The compounds of the invention have the following advantages over the closest prior art:
(1) a novel structural class of cathepsin inhibitors is provided.
(2) Such compounds also exhibit unique anti-tumor mechanisms. Is an antitumor effect exerted by completely inducing autophagy of tumor cells. The compounds all function to inhibit the metastasis and invasion of tumor cells by inhibiting cathepsins. And plays a role by completely inducing autophagy of tumor cells. The drug resistance is better, and the drug is worthy of clinical popularization and application.
(3) The compounds also show the effect of inhibiting tumor cell metastasis while inhibiting tumor proliferation.
The bifunctional molecule not only has a novel anti-tumor action mechanism, but also can inhibit tumor metastasis, and has incomparable advantages compared with other drugs.
(4) The compound of the invention has simple preparation process, high medicine purity, high yield, stable quality and easy large-scale production.
Drawings
FIG. 1 shows MDC assay for MDA-MB-231 tumor cell autophagy formation.
FIG. 2 shows MDA-MB-231 tumor cell metastasis inhibition and invasion experiments.

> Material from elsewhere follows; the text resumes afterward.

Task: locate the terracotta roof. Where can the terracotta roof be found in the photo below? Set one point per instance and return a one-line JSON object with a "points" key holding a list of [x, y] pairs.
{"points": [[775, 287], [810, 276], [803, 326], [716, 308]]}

A. Performing scraper plate experiment; transwell chamber experiments.
Detailed Description
The present invention will be described in further detail with reference to the following examples. It should not be understood that the scope of the above-described subject matter of the present invention is limited to the following examples. All the technologies realized based on the above contents of the present invention belong to the scope of the present invention.